But the Tories really love Blair not because of his undoubted political skills, but because they think he was "one of us", albeit trapped by the Labour Party. And, in reality, Labour's current opposition to what the Coalition is doing is hobbled by the fact that Blair laid the foundation for so much of it.

Take the privatisation of the NHS. Under Blair, private sector involvement began to flourish and a commercial directorate was set up in the Department of Health. Gove is now expanding Blair's Academy schools programme, and free schools are a logical extension of them. The Coalition trebled the tuition fees that Blair introduced. Across public services, Blair expanded the role of the private sector – though not as fast as he would have liked, thanks to internal party opposition.

But Cameron is taking this "reform" (the Blairite and Tory code word for "privatisation") ever further. In his memoirs, Blair effectively backed Cameron's cuts programme, and argued that Conservatives would "be at their best when they are allowed to get on with it – as with reforms in education". "They will be at their worst" not when their cuts would be hammering communities Labour exists to represent – but rather when they were first to compromise with "the Old Labour instincts of the Lib Dems". If we were to define "Cameronism", it would surely be Blairism liberated from the shackles of the Labour Party.

Blair accepted the fundamentals of the Thatcher settlement: low taxes on the wealthy, weak trade unions, the dominance of the market over all.
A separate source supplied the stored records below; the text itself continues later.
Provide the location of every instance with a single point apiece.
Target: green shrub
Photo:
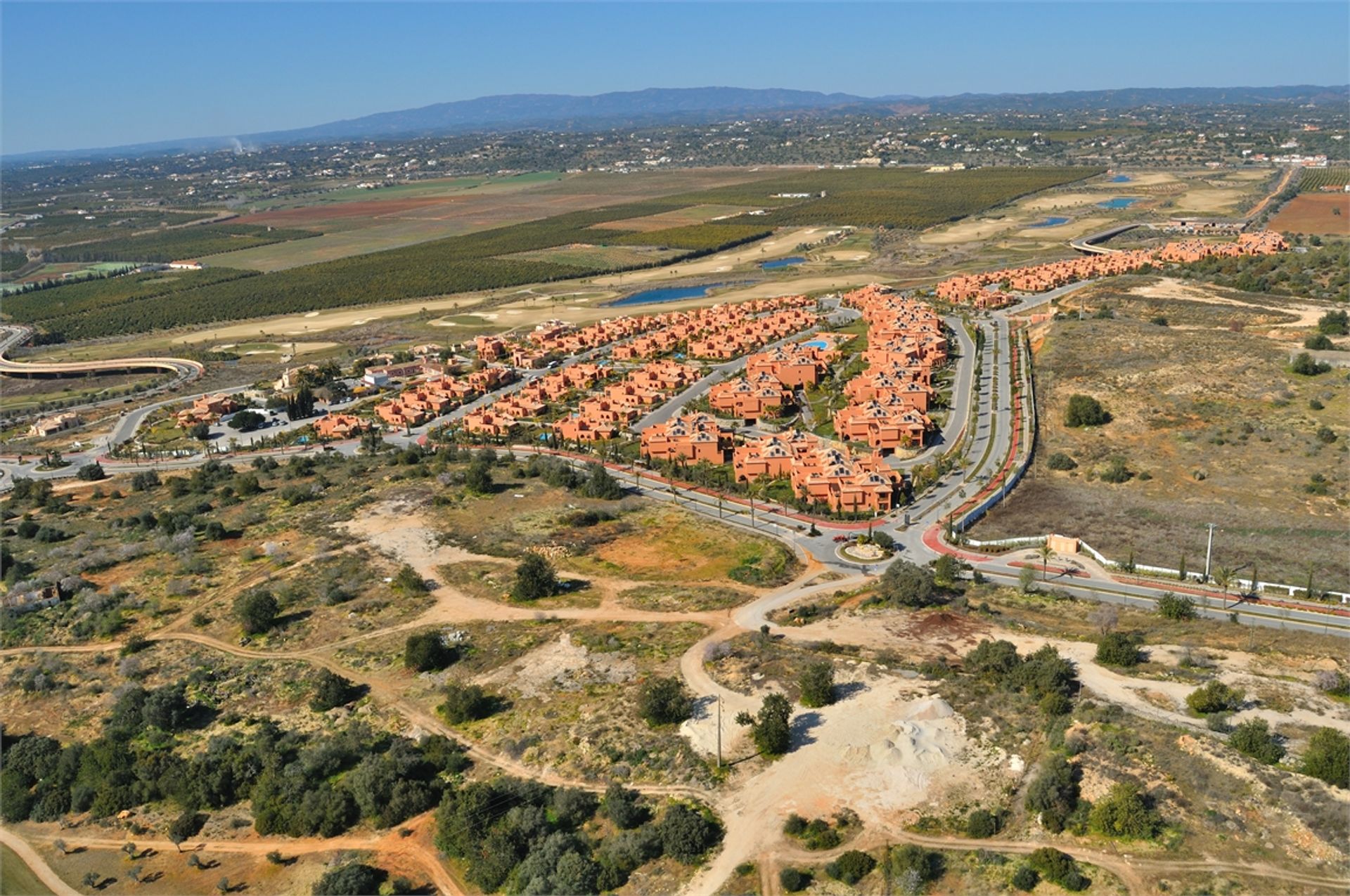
(688, 833)
(793, 880)
(1334, 323)
(255, 610)
(1084, 410)
(1055, 793)
(1126, 814)
(1254, 739)
(664, 701)
(428, 652)
(355, 878)
(770, 727)
(1318, 342)
(1058, 868)
(924, 864)
(1328, 758)
(1115, 472)
(1118, 649)
(1215, 696)
(1025, 878)
(851, 866)
(331, 690)
(1306, 366)
(982, 824)
(817, 684)
(1060, 460)
(409, 580)
(466, 703)
(1172, 606)
(535, 579)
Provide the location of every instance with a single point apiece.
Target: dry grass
(1316, 214)
(1215, 431)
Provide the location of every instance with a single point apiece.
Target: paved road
(982, 457)
(11, 337)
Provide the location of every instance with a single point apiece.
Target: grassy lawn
(675, 547)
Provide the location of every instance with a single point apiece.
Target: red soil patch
(951, 633)
(1316, 214)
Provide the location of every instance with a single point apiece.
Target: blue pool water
(667, 294)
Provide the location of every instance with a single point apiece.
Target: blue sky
(80, 76)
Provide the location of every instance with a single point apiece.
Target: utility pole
(719, 730)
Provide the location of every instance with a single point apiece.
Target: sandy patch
(1071, 200)
(560, 665)
(397, 528)
(1166, 287)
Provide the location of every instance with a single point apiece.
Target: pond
(667, 294)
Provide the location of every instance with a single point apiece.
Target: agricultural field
(1313, 180)
(1322, 214)
(1210, 425)
(358, 221)
(679, 218)
(69, 309)
(474, 261)
(600, 257)
(180, 243)
(63, 227)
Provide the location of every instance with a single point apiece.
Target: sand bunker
(560, 665)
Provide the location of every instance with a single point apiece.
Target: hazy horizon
(358, 60)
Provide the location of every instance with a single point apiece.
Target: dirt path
(37, 864)
(392, 846)
(1269, 197)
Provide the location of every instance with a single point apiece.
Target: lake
(667, 294)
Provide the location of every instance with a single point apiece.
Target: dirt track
(817, 777)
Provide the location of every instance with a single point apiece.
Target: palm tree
(1046, 554)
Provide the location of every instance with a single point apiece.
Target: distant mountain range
(673, 105)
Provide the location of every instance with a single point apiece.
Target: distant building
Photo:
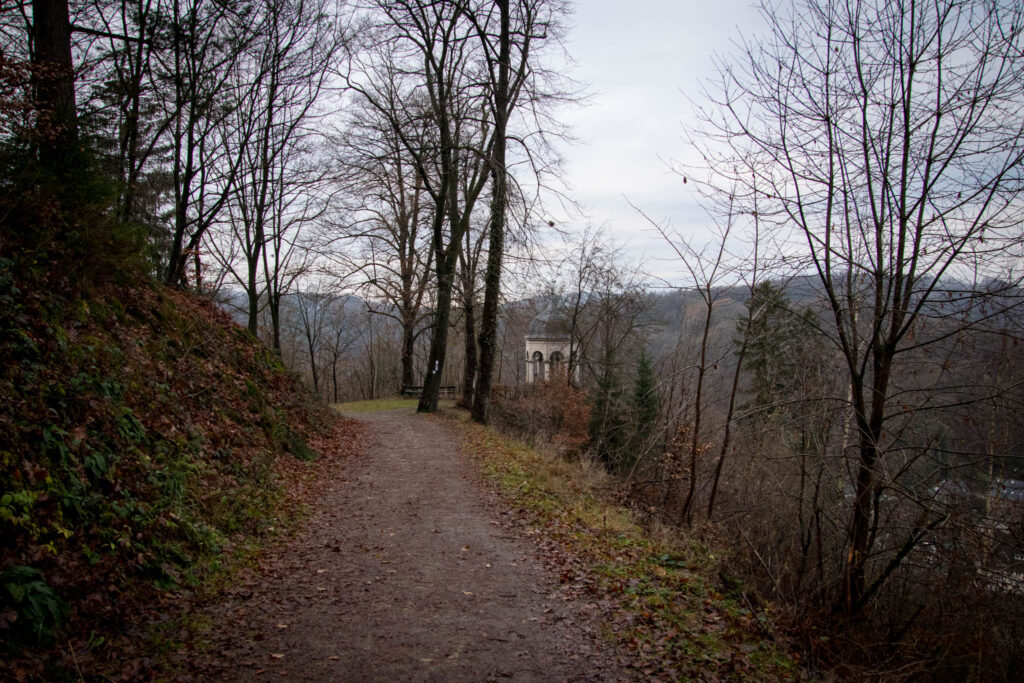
(549, 344)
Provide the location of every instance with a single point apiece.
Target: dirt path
(402, 572)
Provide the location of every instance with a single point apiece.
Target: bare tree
(895, 141)
(426, 47)
(386, 205)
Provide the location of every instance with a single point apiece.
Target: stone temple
(549, 344)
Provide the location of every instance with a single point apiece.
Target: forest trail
(403, 571)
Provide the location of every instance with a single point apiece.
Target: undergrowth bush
(553, 412)
(140, 430)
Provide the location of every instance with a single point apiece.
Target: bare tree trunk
(53, 83)
(499, 205)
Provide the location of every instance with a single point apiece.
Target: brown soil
(403, 571)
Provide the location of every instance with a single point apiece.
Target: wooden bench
(414, 390)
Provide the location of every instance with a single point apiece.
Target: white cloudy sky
(641, 59)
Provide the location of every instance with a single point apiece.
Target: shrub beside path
(402, 572)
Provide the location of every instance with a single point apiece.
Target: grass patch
(669, 604)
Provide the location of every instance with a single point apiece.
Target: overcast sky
(641, 59)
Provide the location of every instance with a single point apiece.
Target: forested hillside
(146, 438)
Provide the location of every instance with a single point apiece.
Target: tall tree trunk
(438, 338)
(471, 365)
(53, 82)
(499, 205)
(408, 352)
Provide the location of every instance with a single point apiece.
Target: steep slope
(142, 435)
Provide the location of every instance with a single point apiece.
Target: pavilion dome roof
(551, 323)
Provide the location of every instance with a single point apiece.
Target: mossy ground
(667, 596)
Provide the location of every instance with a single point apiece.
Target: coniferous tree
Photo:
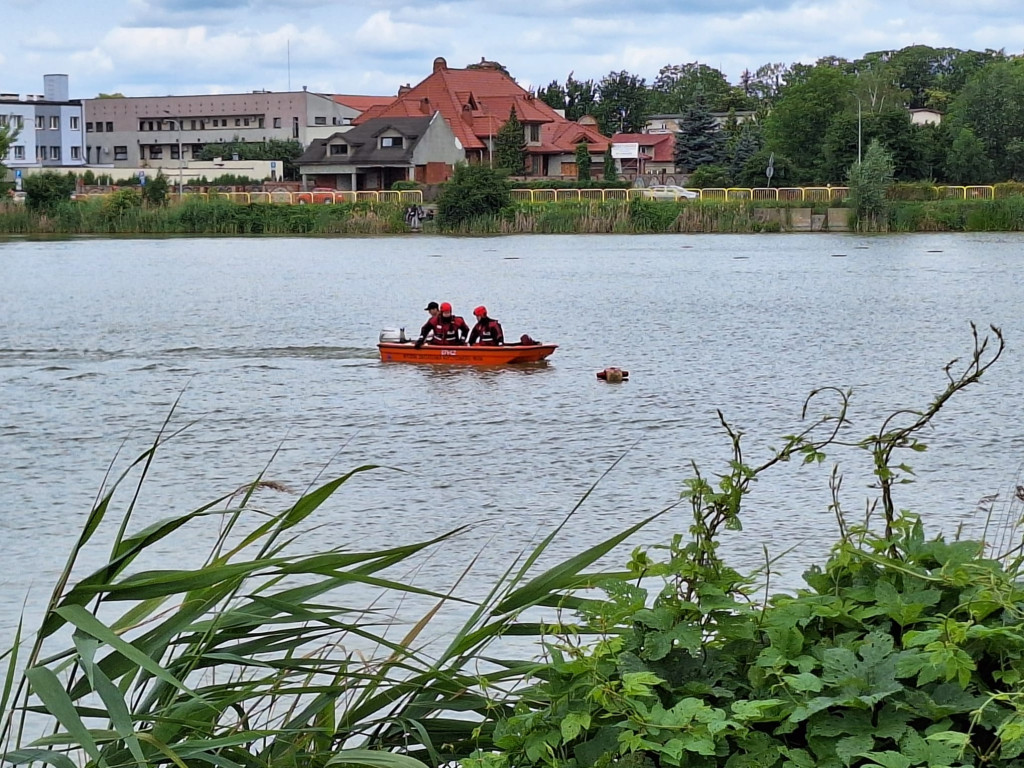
(699, 139)
(510, 145)
(583, 162)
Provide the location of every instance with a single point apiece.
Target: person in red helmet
(487, 331)
(449, 329)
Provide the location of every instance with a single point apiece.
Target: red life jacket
(446, 331)
(487, 333)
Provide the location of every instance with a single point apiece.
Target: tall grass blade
(58, 704)
(374, 759)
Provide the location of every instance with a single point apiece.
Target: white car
(670, 192)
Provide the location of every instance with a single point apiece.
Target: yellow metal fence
(784, 194)
(415, 197)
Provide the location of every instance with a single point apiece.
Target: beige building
(146, 132)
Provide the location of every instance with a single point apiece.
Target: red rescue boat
(464, 355)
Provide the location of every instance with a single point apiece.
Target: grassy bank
(635, 216)
(901, 651)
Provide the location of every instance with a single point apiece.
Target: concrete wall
(287, 116)
(437, 144)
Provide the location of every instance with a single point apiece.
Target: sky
(182, 47)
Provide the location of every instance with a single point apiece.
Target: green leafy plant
(902, 650)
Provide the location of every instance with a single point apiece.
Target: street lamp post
(177, 120)
(857, 96)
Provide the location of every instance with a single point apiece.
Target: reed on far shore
(221, 216)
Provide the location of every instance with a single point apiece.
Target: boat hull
(465, 355)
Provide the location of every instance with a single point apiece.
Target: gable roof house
(379, 152)
(476, 101)
(655, 154)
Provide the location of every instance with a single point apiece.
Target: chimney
(55, 87)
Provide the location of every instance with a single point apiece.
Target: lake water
(269, 343)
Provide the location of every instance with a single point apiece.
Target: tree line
(816, 121)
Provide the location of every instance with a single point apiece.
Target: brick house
(379, 152)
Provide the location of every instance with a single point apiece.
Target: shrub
(472, 190)
(710, 176)
(46, 189)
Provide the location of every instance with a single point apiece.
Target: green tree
(677, 85)
(581, 97)
(510, 145)
(624, 103)
(46, 189)
(991, 105)
(708, 176)
(745, 146)
(473, 190)
(609, 166)
(803, 114)
(967, 162)
(868, 182)
(699, 140)
(155, 189)
(583, 162)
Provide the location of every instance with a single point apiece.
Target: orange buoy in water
(612, 375)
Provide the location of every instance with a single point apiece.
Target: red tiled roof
(664, 143)
(475, 102)
(363, 102)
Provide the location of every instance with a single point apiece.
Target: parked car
(669, 192)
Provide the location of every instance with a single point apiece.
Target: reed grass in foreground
(902, 652)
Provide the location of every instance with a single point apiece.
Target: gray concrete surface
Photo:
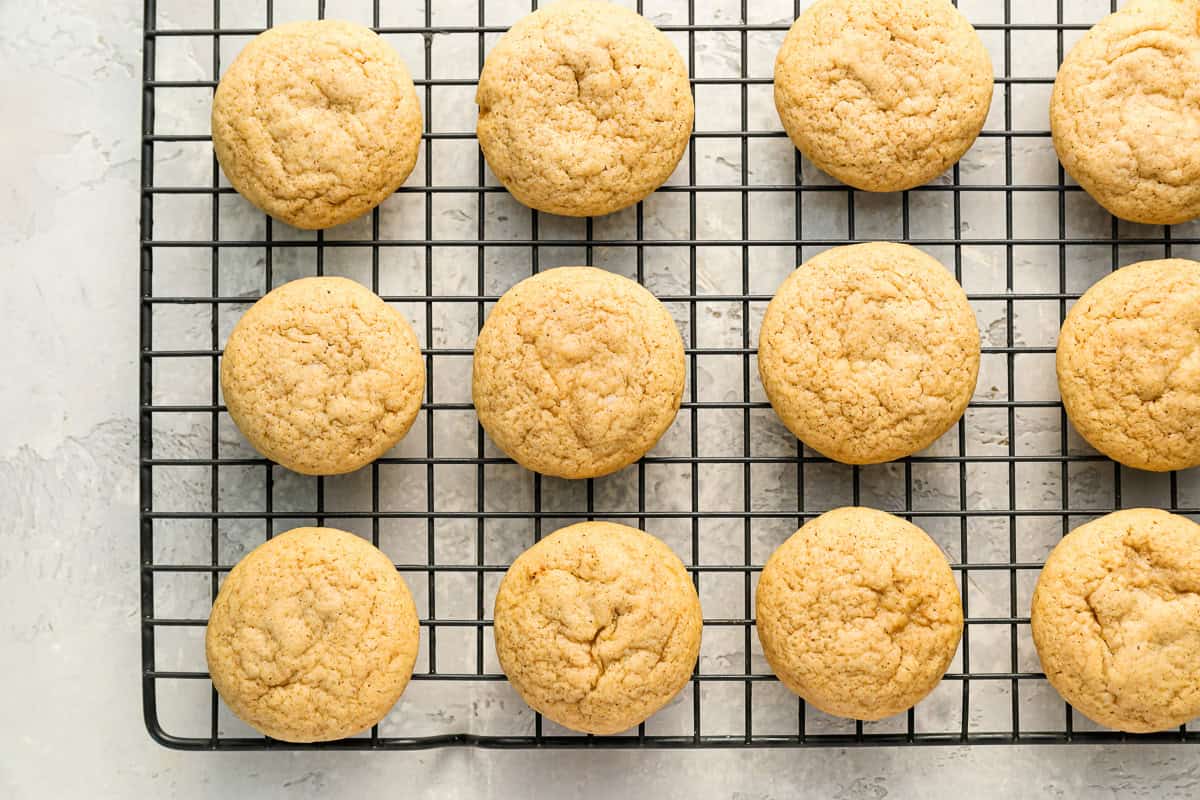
(71, 721)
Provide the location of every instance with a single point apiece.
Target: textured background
(69, 643)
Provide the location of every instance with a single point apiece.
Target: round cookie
(858, 613)
(869, 353)
(883, 95)
(577, 372)
(322, 376)
(598, 626)
(1116, 620)
(312, 637)
(1129, 365)
(585, 108)
(317, 122)
(1126, 112)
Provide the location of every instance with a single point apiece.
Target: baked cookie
(317, 122)
(598, 626)
(585, 108)
(577, 372)
(1126, 112)
(1116, 620)
(312, 637)
(1129, 365)
(858, 613)
(322, 376)
(883, 95)
(869, 353)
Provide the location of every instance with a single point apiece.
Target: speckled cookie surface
(312, 637)
(858, 613)
(317, 122)
(1126, 112)
(322, 376)
(869, 352)
(1129, 365)
(598, 626)
(1116, 620)
(577, 372)
(583, 108)
(883, 95)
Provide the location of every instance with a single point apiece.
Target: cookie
(317, 122)
(869, 353)
(883, 95)
(312, 637)
(598, 626)
(1116, 620)
(577, 372)
(1129, 365)
(322, 376)
(858, 613)
(1126, 112)
(585, 108)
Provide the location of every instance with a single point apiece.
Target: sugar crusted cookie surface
(312, 637)
(317, 122)
(1128, 365)
(1116, 620)
(858, 613)
(1126, 112)
(869, 353)
(598, 626)
(883, 95)
(322, 376)
(577, 372)
(585, 108)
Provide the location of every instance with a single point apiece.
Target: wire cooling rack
(727, 483)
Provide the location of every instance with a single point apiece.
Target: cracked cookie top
(1116, 620)
(585, 108)
(312, 637)
(322, 376)
(598, 626)
(883, 95)
(577, 372)
(317, 122)
(858, 613)
(1126, 112)
(869, 352)
(1129, 365)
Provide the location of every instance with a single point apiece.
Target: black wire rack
(995, 501)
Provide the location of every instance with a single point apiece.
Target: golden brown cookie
(312, 637)
(858, 613)
(598, 626)
(1129, 365)
(1126, 112)
(883, 95)
(322, 376)
(577, 372)
(585, 108)
(1116, 620)
(869, 352)
(317, 122)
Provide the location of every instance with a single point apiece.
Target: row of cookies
(315, 636)
(868, 353)
(585, 108)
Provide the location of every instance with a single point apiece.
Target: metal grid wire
(994, 691)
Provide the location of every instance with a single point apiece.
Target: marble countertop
(69, 548)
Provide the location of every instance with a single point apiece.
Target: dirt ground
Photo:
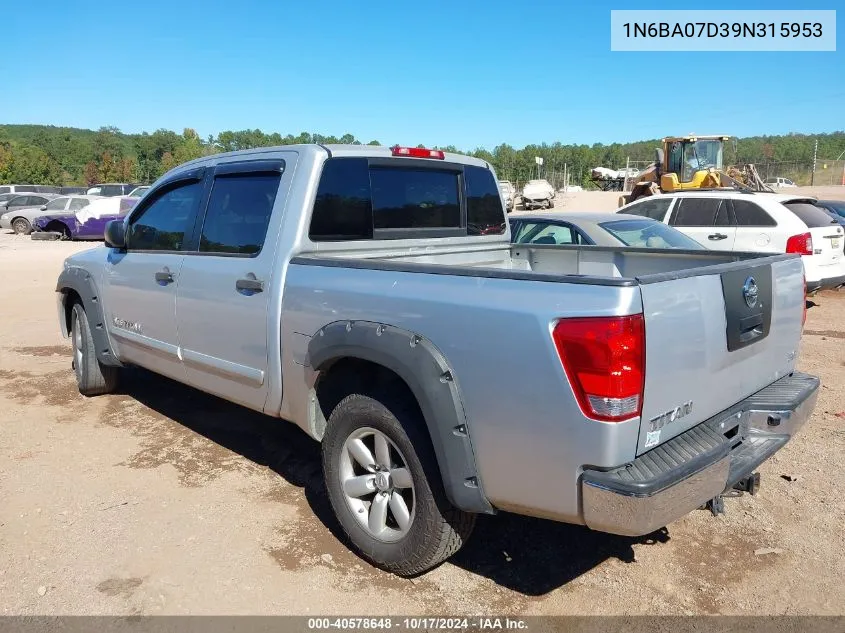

His great departure from Thatcherism was a desperately needed boost to spending on public services. Nothing remains of this as a principle in British politics. It is left to arch-critics of Blair like myself to defend a big chunk of his government's economic record from his own supporters. And contrast how the poorest fared with previous Labour governments. Four years before the crash, the income of the bottom third began declining. Under the Labour governments of the 1960s – which Blair delighted in defining himself against – the poorest 10 per cent saw their real incomes surge by 26 per cent, compared with a 16 per cent rise in median incomes.

His defenders argue that Labour could not have won without him. It is a myth. Black Wednesday in 1992 finished off the Tories, and Labour enjoyed subsequent massive poll leads under John Smith. Of the five million votes that Labour lost in its 13 years in power, four million went awol under Blair's leadership.

It wasn't "Middle England" that deserted the party. According to Ipsos MORI, while middle-class professional support for Labour declined by five per cent between 1997 and 2010, support among skilled workers plummeted by 21 per cent.

His influence is certainly "very firmly felt" among his adoring Tory fans, as they build on the foundations he laid. But Labour's leaders would be best advised to leave the swooning to Cameron's acolytes. Blair was fortunate to lead Labour just as Tory Britain imploded; but the old Blairite formula offers nothing to those who want a real alternative to the Conservative crusade.